Scheiterhaufen is one of my favourite childhood memories – it’s a sweet dish, either served as dessert or just for lunch, and I remember how excited I’d be when my mum would say that that’s what I’ll come home to from school.
It took a few years, but now it’s my turn to make it – and I’ll share my favourite recipe. Just one more note: usually Scheiterhaufen (which actually means ‘stack of (fire)wood’ – I’ll explain it later) is made in a bigger casserole dish, here it’s served in ramekins that are usually used for making delicious soufflés.
Ingredients for 6 ramekins:
1 apples, sliced and chopped
150g brioche bread
1/2 tsp salt
1/2 tsp cinnamon (or this spice mix)
optional: 2 tbs of raisins, 2 tbs rum
Preheat the oven to 200 degrees.
Mix the eggs, milk, cinnamon, salt and sugar together until the eggs are well blended with everything else.
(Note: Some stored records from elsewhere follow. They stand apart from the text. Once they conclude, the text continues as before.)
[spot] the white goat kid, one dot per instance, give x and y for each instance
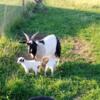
(29, 64)
(50, 63)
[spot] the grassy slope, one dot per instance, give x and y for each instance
(9, 11)
(77, 77)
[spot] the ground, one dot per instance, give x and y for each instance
(77, 24)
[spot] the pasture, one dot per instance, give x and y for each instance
(77, 24)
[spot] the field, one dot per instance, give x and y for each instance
(77, 24)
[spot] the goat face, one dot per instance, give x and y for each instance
(20, 60)
(32, 45)
(32, 48)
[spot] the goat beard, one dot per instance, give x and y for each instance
(32, 56)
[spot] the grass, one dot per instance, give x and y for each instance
(77, 76)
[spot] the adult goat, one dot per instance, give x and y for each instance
(48, 46)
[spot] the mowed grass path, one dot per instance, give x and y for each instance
(77, 76)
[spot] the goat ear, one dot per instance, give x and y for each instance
(27, 37)
(34, 35)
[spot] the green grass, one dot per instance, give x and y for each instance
(77, 24)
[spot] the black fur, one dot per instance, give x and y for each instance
(33, 48)
(58, 48)
(41, 41)
(41, 98)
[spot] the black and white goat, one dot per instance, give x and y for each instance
(48, 46)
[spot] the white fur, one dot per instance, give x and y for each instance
(49, 46)
(51, 65)
(29, 64)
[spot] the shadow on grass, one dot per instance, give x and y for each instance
(58, 21)
(8, 15)
(77, 69)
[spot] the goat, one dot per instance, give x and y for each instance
(29, 64)
(48, 46)
(49, 63)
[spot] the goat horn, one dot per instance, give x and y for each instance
(34, 35)
(27, 37)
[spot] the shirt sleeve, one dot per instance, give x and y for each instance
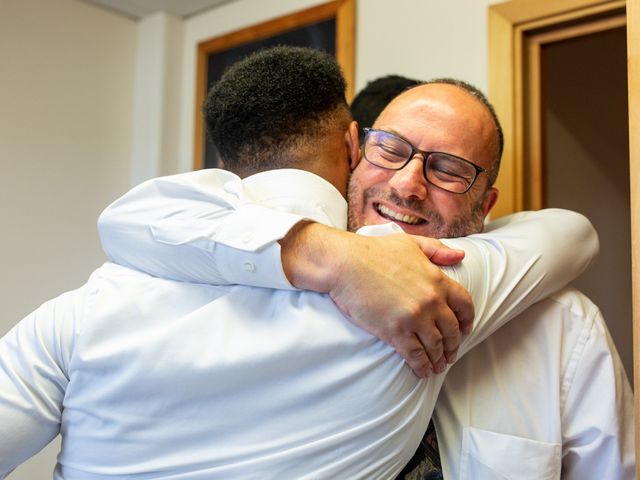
(34, 360)
(519, 260)
(197, 227)
(597, 409)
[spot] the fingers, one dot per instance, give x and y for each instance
(413, 351)
(438, 252)
(461, 304)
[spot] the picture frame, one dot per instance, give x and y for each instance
(329, 26)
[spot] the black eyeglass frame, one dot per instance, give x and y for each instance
(425, 158)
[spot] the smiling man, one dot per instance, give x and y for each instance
(460, 158)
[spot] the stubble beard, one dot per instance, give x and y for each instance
(460, 226)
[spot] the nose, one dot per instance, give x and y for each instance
(409, 181)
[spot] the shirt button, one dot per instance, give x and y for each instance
(249, 267)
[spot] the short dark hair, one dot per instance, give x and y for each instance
(266, 104)
(477, 93)
(375, 96)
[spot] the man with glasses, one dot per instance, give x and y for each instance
(528, 400)
(529, 365)
(152, 378)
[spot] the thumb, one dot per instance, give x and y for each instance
(438, 252)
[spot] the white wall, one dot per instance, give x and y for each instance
(91, 102)
(66, 96)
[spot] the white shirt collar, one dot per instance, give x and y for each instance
(298, 191)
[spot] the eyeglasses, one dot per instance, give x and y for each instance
(443, 170)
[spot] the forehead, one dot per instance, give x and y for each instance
(440, 117)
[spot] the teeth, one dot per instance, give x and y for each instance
(397, 216)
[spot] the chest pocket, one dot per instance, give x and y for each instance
(494, 456)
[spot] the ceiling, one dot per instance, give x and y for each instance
(138, 9)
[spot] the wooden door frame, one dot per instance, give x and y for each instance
(509, 24)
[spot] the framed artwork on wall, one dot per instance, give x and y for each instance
(329, 27)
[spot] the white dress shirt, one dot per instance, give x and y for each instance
(152, 378)
(545, 397)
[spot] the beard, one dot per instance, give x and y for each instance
(471, 221)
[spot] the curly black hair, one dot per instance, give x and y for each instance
(265, 105)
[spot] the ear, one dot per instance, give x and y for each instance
(353, 144)
(490, 199)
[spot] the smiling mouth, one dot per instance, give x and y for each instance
(397, 217)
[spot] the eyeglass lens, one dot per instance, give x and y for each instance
(445, 171)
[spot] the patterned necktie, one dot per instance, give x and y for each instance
(425, 463)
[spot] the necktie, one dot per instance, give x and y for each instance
(425, 463)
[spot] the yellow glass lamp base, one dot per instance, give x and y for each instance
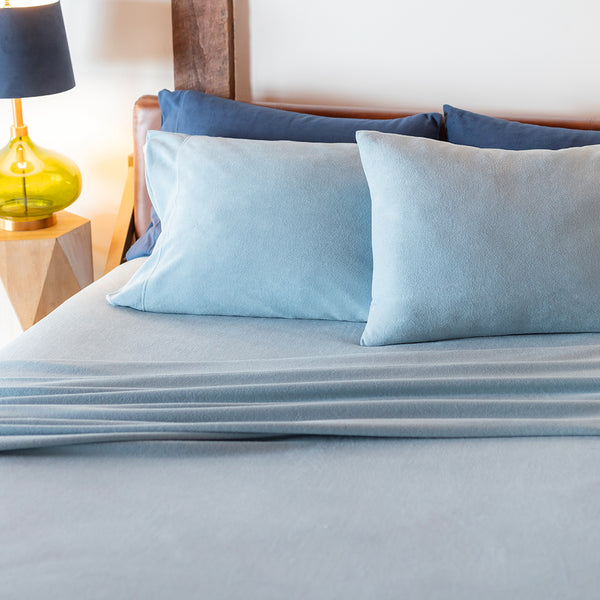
(34, 184)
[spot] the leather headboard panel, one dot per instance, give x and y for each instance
(146, 116)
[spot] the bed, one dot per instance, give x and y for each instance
(191, 428)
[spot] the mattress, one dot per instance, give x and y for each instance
(274, 458)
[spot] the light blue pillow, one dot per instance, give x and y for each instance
(481, 242)
(196, 113)
(256, 228)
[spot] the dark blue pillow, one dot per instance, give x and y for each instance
(472, 129)
(196, 113)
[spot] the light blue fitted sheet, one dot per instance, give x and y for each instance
(127, 375)
(297, 517)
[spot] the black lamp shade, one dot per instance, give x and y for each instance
(34, 53)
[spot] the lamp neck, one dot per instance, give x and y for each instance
(19, 129)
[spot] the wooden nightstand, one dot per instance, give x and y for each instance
(41, 269)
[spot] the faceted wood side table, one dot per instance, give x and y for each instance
(41, 269)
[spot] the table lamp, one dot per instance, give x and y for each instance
(34, 61)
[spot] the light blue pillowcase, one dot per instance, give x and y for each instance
(256, 228)
(481, 242)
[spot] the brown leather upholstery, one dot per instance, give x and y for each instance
(146, 115)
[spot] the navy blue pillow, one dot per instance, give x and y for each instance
(195, 113)
(472, 129)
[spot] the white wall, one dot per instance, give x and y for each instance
(509, 57)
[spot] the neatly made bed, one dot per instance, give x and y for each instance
(214, 419)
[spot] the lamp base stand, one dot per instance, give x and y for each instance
(13, 225)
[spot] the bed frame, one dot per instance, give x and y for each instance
(204, 59)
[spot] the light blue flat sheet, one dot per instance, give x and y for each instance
(126, 376)
(303, 517)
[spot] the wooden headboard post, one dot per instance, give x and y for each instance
(203, 46)
(203, 59)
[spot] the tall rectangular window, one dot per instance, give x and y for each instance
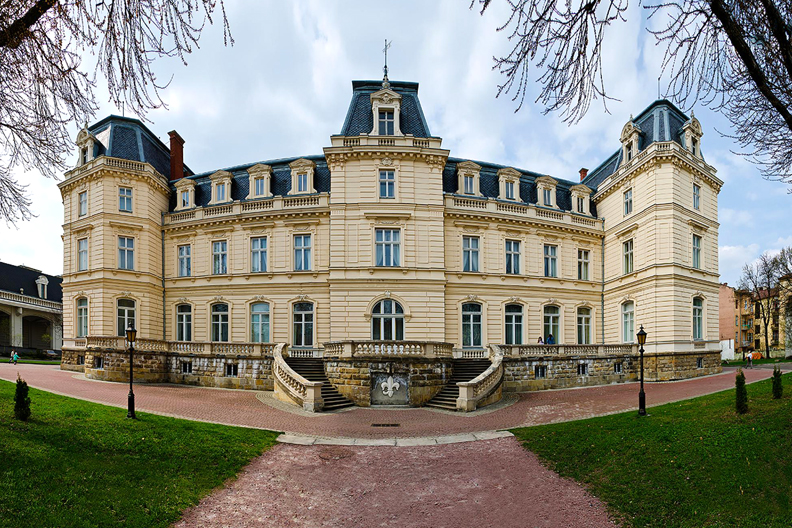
(627, 202)
(387, 184)
(302, 252)
(185, 264)
(470, 247)
(387, 246)
(513, 257)
(126, 253)
(583, 261)
(627, 250)
(696, 251)
(219, 257)
(386, 123)
(258, 254)
(125, 199)
(551, 265)
(82, 254)
(83, 203)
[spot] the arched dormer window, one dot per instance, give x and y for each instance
(468, 178)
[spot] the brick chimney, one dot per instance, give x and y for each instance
(177, 155)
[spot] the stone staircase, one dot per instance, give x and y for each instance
(313, 370)
(464, 370)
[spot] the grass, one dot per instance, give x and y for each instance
(80, 464)
(694, 463)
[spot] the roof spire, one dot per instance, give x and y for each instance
(385, 82)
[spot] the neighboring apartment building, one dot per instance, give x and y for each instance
(30, 309)
(386, 245)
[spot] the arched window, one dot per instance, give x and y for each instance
(471, 325)
(628, 322)
(698, 318)
(82, 317)
(584, 326)
(183, 322)
(513, 321)
(259, 323)
(126, 315)
(303, 324)
(551, 316)
(387, 321)
(220, 322)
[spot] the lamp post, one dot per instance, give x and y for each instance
(131, 334)
(641, 395)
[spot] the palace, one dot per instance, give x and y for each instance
(384, 270)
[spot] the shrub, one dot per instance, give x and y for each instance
(21, 400)
(742, 393)
(778, 387)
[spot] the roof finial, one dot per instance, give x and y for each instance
(385, 83)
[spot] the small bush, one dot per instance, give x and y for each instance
(21, 400)
(778, 387)
(742, 393)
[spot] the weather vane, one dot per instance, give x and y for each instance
(385, 83)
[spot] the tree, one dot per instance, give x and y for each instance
(44, 86)
(734, 57)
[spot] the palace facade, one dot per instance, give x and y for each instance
(386, 257)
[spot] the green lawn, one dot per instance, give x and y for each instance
(79, 464)
(689, 464)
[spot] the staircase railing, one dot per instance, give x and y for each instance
(472, 392)
(306, 393)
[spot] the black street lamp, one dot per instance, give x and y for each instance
(131, 334)
(641, 395)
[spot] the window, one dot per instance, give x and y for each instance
(83, 203)
(387, 184)
(387, 321)
(387, 246)
(513, 257)
(219, 322)
(125, 199)
(627, 249)
(470, 253)
(697, 251)
(82, 317)
(551, 315)
(628, 322)
(698, 318)
(219, 257)
(627, 202)
(471, 325)
(303, 324)
(185, 266)
(259, 323)
(583, 260)
(551, 268)
(386, 122)
(258, 254)
(126, 315)
(82, 254)
(514, 324)
(126, 253)
(509, 186)
(584, 326)
(183, 322)
(302, 252)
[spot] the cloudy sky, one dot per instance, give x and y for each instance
(284, 88)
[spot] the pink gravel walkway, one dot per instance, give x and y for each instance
(475, 484)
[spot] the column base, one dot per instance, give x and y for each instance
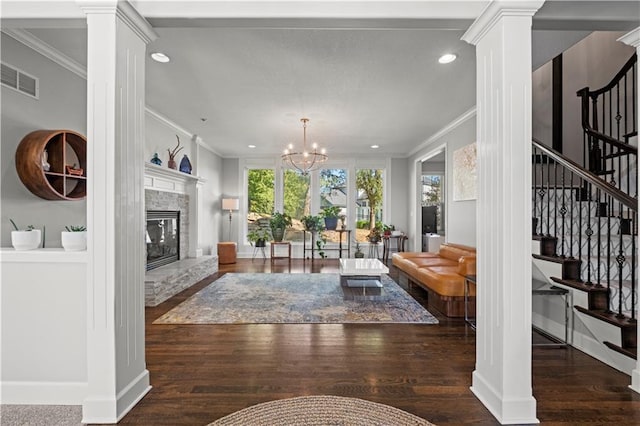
(508, 412)
(635, 380)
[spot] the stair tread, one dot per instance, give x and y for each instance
(608, 317)
(579, 285)
(630, 352)
(556, 259)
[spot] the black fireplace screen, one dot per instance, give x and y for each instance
(162, 237)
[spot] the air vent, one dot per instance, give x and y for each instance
(17, 80)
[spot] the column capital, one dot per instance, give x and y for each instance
(494, 12)
(125, 11)
(631, 38)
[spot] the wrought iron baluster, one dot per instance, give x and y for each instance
(563, 213)
(609, 215)
(634, 233)
(620, 259)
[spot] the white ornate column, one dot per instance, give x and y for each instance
(633, 39)
(117, 374)
(502, 378)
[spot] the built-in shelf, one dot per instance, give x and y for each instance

Tear up the brioche bread into small bits and cover the bottom of the ramekins. Then add a layer of apple (and raisins) and cover with brioche again. This stacking things up gave the Scheiterhaufen its name – literally translated it’d mean ‘stack of firewood’. The original bread used was stale white bread, because it would soften up again when soaked in milk and thus would not go to waste. Thankfully those times are over – but if you happen to have a bit of hardened up white bread lying around: that’s you’re go-to recipe.
Pour the egg-milk-mix over until everything is nicely soaked.
Put a half tbs rum on top of each little form.
Bake for 45mins.
If you want, drizzle some caramel sauce on top.